Aislados, en un momento de estar unidos
Cada hora se vuelve más difícil encontrar la nueva normalidad. Nos necesitamos unos a otros en una crisis como esta, pero tememos con razón a la aglomeración. En ciudades de todo el mundo, los cafés y restaurantes han cerrado. Los museos y teatros están en pausa. Las iglesias han cancelado misas y las mezquitas han cerrado. Tradicionalmente, buscamos consuelo en la religión, los deportes, el entretenimiento y en la promesa de que la ciencia y las sociedades modernas brindan todas las herramientas necesarias para resolver cualquier problema. Pero el coronavirus socava nuestras ideas más básicas sobre comunidad y, en particular, la vida urbana.
Los historiadores nos cuentan que las ciudades surgieron hace miles de años por razones económicas e industriales.
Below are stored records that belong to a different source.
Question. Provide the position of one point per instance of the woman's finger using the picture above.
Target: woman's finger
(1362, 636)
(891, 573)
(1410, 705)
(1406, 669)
También crecieron a partir de necesidades sociales y espirituales, profundamente humanas. La noción misma de las calles, viviendas compartidas y espacios públicos surgió de la sensación de que todas las personas están juntas en esto.
Las pandemias se aprovechan de nuestro impulso de congregarnos. Y nuestra respuesta hasta ahora —el distanciamiento social— no solo choca con nuestros deseos fundamentales de interactuar, sino también con la forma en que hemos construido nuestras ciudades. Están diseñadas para ser ocupadas y animadas colectivamente.
Por supuesto, ahora tenemos abundantes formas de interacción digital remota. Ya nos habíamos desviado hacia una especie de distanciamiento social, viviendo cada vez más en nuestros teléfonos y en comunidades virtuales, y pasando horas en Netflix. La tecnología que consumimos hoy nos consume cada vez más. Está aumentando nuestras ansiedades con el acceso sin fin a la información y a la desinformación por igual. Pero la tecnología también nos permite seguir adelante con ciertos tipos de negocios y actuar globalmente de manera, que no podríamos haber imaginado hace una generación.
Pero, todavía nos necesitamos unos a otros, no solo virtualmente. En el website Vox, Ezra Klein planteó la posibilidad de que el distanciamiento social cause una especie de “colapso en el contacto social, que es particularmente duro para las poblaciones más vulnerables al aislamiento y la soledad: los adultos mayores y personas con discapacidades o condiciones de salud preexistentes”.
Hay pruebas de esto. Eric Klinenberg, sociólogo de la Universidad de Nueva York, escribió un libro sobre una ola de calor en Chicago en 1995, en la que murieron 739 personas. Fue letal entre los ancianos de Chicago, que vivían en vecindarios pobres y segregados, que permitían a los residentes poco contacto social. Sin embargo, los adultos mayores de Chicago, que vivían en comunidades igualmente pobres y plagadas de delincuencia, que tenían acceso a lo que Klinenberg llama una “infraestructura social” sólida—una red de “aceras, tiendas, instalaciones públicas y organizaciones comunitarias que ponen a las personas en contacto con amigos y vecinos”— murieron a un ritmo notablemente menor.
Las ciudades se han convertido en epicentros de nuevo capital y creatividad, porque la proximidad genera casualidad y fuerza, de donde surgen nuevas ideas y oportunidades. El valor humano del espacio compartido es, a fin de cuentas, incalculable.
Durante el bombardeo de Londres, en la Segunda Guerra Mundial, el ministerio del Interior británico ordenó el cierre de todos los teatros, cines y demás lugares de reunión pública, dejando a los residentes meditar sobre su sombrío destino en casa.
La excepción fue la Galería Nacional de Londres, cuyo director convenció a las autoridades de que le permitieran mantener un cuadro a la vista del público (el cuadro se cambiaba, así que había motivos para regresar). La galería también organizó una serie de conciertos de música clásica.
Salir significaba arriesgar la vida. Pero los londinenses hacían filas que se extendían desde la entrada de la galería y hasta el otro lado de la plaza Trafalgar. Cuando una munición alemana cayó en la galería poco antes de un concierto, el público y los músicos se reubicaron al otro lado de la plaza, en la Casa de Sudáfrica.
La guerra estremeció la confianza de las democracias libres y abiertas para sobrevivir a una grave amenaza mundial. Si bien modestos, los conciertos dieron esperanza a los londinenses, recordándoles por qué vivían allí y juntos.
La amenaza de hoy es otro tipo de desafío a la solidaridad y a nuestra forma de vida. No es una ola de calor o un bombardeo. No se puede mitigar yendo a conciertos o museos. Requiere aislamiento.